Priscilla and her husband Aquila became significant leaders of the church in several different locations (Acts 18:18, 26; Romans 16:3; 1 Corinthians 16:19; 2 Timothy 4:19). In 1 Corinthians 16, Paul speaks of Aquila and Priscilla together having a congregation meeting in their house.
Priscilla is a good example of a woman teacher. Four times, Paul and Luke mention Priscilla before her husband, Aquila (Acts 18:18, 26; Romans 16:3; 2 Timothy 4:19). Priscilla’s role as teacher emerges when Apollos visited Ephesus. Scripture says, “When Priscilla and Aquila heard him [Apollos], they took him aside and explained the way of God to him more accurately” (Acts 18:24-26). The account shows her teaching role, and she is mentioned before her husband in connection with the instruction of Apollos. Apollos was “well-versed in the Scriptures” (18:24), and so the fact that they explained “the way of God to him more accurately” means they must have had sufficient expertise to gain his acceptance. Michael Green says,
The New Testament tells us of women laboring in evangelism, acting as hostess to the church in their houses, prophesying and speaking in tongues, and acting as deaconesses. This prominence of women continued, as we have seen, in the second century. Sometimes it would be exercised through public speaking, sometimes through martyrdom.
Some have used 1 Timothy 3:1 to prohibit women in ministry because some translations, like the NASB read, “It is a trustworthy statement: if any man aspires to the office of overseer, it is a fine work he desires to do.” The problem in the Greek is that the word man in English does not appear in the Greek text.
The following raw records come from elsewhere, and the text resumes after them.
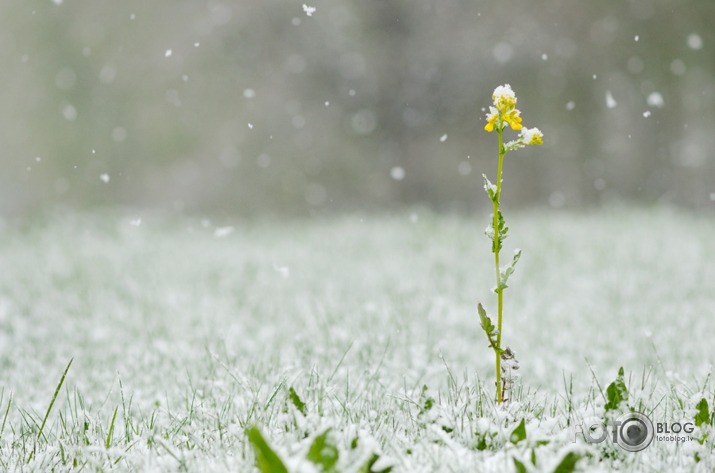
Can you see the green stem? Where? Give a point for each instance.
(497, 248)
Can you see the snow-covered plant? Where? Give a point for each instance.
(502, 114)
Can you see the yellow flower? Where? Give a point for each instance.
(532, 136)
(513, 119)
(492, 118)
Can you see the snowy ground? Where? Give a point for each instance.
(183, 335)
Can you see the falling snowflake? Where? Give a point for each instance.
(655, 99)
(610, 101)
(308, 10)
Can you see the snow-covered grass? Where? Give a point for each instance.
(184, 335)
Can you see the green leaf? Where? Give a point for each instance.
(519, 466)
(507, 271)
(297, 402)
(616, 392)
(568, 464)
(490, 188)
(267, 460)
(503, 231)
(703, 414)
(489, 328)
(519, 433)
(367, 466)
(323, 452)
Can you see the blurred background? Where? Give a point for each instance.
(255, 107)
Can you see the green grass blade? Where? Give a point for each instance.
(108, 442)
(267, 460)
(54, 398)
(7, 412)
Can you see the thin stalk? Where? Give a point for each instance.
(497, 249)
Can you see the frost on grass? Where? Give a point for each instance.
(182, 341)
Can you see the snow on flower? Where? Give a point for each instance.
(532, 136)
(308, 10)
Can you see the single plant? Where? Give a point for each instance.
(502, 114)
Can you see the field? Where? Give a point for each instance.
(184, 334)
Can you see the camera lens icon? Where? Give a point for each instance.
(635, 432)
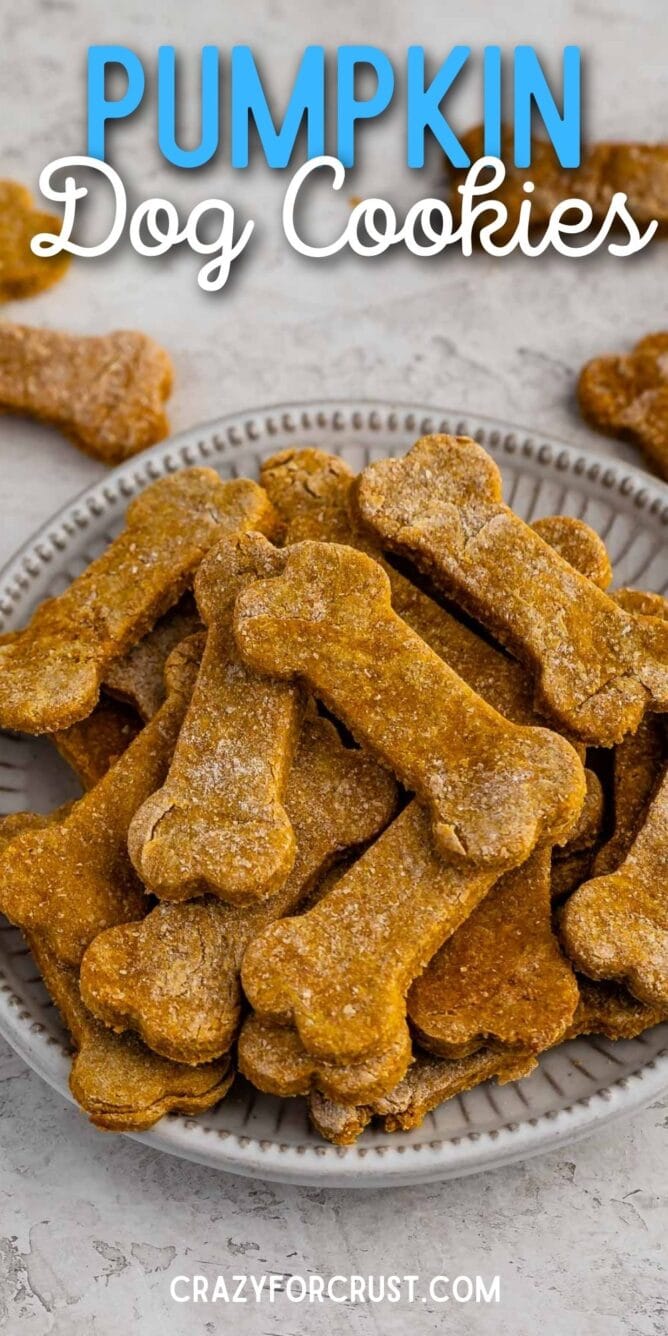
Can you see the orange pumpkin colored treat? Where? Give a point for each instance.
(628, 397)
(501, 978)
(51, 672)
(636, 767)
(327, 620)
(616, 926)
(589, 824)
(115, 1078)
(341, 973)
(94, 744)
(577, 544)
(639, 170)
(596, 667)
(138, 679)
(68, 882)
(106, 394)
(22, 273)
(310, 492)
(611, 1010)
(116, 1081)
(174, 977)
(218, 824)
(568, 873)
(428, 1082)
(275, 1061)
(643, 603)
(603, 1009)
In the Greek, the word is tis, an indefinite pronoun. The masculine and feminine forms of this pronoun are identical, and indistinguishable as to gender apart from the context (The NIV translation is better, “If any one”). We’ve already seen that the early church was fluid and flowed naturally from the house church structure.
Although the New Testament does not directly designate a specific woman as an elder or bishop, we do find women acting in the kind of leadership functions normally associated with this office. Women exercised the authority of prophets, teachers, and apostolic coworkers. Stanley J. Grenz and Denise Muir Kjesbo write,
Paul readily spoke of women, as well as men, as his coworkers. He never cautioned his recipients to view only the men as possessing authority or being worthy of honor. Rather, his readers were to “submit to . . . everyone who joins in the work, and labors at it” (1 Corinthians 16:16).
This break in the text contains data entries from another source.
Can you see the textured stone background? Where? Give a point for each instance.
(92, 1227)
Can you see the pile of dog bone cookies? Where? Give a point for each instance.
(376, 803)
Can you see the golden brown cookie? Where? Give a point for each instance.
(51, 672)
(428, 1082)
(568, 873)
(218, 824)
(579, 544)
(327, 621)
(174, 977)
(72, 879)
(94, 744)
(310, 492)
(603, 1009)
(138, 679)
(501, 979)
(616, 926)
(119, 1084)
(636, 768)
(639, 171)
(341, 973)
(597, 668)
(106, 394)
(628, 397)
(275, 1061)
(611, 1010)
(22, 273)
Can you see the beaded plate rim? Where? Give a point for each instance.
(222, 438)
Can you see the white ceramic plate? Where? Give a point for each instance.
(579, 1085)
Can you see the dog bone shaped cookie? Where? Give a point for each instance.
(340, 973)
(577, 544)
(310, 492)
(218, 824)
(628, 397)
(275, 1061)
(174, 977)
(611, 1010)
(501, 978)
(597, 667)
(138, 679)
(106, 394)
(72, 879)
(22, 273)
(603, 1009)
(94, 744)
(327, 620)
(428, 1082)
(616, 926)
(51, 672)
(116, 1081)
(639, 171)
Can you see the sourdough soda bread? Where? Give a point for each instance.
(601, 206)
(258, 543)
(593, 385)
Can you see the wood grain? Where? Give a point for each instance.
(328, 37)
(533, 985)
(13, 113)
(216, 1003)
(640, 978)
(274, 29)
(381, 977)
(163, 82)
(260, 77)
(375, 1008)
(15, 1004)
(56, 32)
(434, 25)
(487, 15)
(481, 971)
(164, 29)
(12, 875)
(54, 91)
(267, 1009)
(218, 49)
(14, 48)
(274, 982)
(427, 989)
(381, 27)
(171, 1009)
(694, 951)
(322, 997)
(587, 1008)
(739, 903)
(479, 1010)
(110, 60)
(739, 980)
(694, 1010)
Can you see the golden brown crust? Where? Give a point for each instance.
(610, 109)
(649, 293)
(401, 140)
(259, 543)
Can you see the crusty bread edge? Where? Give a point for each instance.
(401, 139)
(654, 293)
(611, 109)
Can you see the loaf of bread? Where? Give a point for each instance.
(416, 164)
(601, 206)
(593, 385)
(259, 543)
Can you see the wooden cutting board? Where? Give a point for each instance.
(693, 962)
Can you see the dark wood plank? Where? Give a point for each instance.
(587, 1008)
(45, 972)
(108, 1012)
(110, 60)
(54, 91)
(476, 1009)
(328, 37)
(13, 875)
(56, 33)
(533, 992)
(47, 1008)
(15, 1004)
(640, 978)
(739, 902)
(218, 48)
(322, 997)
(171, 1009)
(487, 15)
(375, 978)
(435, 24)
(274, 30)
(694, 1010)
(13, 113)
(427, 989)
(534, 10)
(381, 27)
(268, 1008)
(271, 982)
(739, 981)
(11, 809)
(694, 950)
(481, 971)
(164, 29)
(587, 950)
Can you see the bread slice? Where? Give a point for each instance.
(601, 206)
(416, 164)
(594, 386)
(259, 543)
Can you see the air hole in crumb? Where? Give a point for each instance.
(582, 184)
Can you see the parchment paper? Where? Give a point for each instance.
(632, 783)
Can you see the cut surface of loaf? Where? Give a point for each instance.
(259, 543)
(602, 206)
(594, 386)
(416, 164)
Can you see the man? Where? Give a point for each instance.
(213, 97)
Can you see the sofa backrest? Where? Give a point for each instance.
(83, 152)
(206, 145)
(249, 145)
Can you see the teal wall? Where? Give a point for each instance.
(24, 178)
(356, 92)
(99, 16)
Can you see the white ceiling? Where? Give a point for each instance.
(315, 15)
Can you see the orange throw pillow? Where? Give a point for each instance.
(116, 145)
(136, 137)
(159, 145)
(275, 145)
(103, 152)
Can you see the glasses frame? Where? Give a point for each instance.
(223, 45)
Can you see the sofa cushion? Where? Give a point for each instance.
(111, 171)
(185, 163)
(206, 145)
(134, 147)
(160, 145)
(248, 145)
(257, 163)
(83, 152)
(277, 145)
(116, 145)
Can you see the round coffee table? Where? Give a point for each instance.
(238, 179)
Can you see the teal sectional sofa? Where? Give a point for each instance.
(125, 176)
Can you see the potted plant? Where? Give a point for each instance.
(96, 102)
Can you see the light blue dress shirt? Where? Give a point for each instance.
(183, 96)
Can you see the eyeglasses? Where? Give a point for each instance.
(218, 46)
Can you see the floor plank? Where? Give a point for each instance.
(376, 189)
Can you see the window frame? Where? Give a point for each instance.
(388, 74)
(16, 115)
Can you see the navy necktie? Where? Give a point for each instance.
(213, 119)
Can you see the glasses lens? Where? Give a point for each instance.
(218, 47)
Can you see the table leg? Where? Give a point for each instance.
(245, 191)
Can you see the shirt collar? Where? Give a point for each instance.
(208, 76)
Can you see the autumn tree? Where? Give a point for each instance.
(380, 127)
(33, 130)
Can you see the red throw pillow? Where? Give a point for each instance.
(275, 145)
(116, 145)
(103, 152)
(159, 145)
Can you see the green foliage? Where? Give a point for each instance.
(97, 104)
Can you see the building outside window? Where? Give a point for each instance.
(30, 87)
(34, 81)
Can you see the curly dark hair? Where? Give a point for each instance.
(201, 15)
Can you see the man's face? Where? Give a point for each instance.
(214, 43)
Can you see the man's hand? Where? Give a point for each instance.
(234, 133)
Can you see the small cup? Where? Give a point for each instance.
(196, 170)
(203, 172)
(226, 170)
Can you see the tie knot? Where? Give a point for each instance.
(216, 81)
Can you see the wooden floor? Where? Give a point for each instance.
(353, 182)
The New Testament paints a clear picture of women’s role in ministry in the early church. It’s beyond the scope of this article to provide an in-depth study of the three controversial passages about women in ministry: 1 Corinthians 11-14, 1 Timothy 2: 8-15, and 1 Timothy 3. However, I do write about these passages in detail elsewhere.
Conclusion
We know that women were important in early house to house ministry, but they are just as important into today’s ministry. In fact, the worldwide small group movement was birthed in South Korea in the mid-1960s through female leaders. David Cho, the founding pastor of Yoido Full Gospel Church, had become utterly exhausted and was confined to a two-year bed rest. During that two year hiatus, he realized that he was acting like Moses in Exodus 18 by performing the ministry on his own. When his male elders refused to help, he asked his women deaconesses to open home groups and apply his sermons, thus launching the modern day cell group explosion. The female led small groups grew to 19,000 group, in comparison to 6,000 male led groups. Of course, Cho was only rediscovering the role that women have always played in New Testament history and more specifically in house to house ministry.
As the body of Christ at large allows women to assume their rightful place in Christian ministry, the church will more fully reap the harvest and fulfill the words of Jesus, “The harvest is plentiful but the workers are few. Ask the Lord of the harvest, therefore, to send out workers into his harvest field” (Matthew 9:37-38).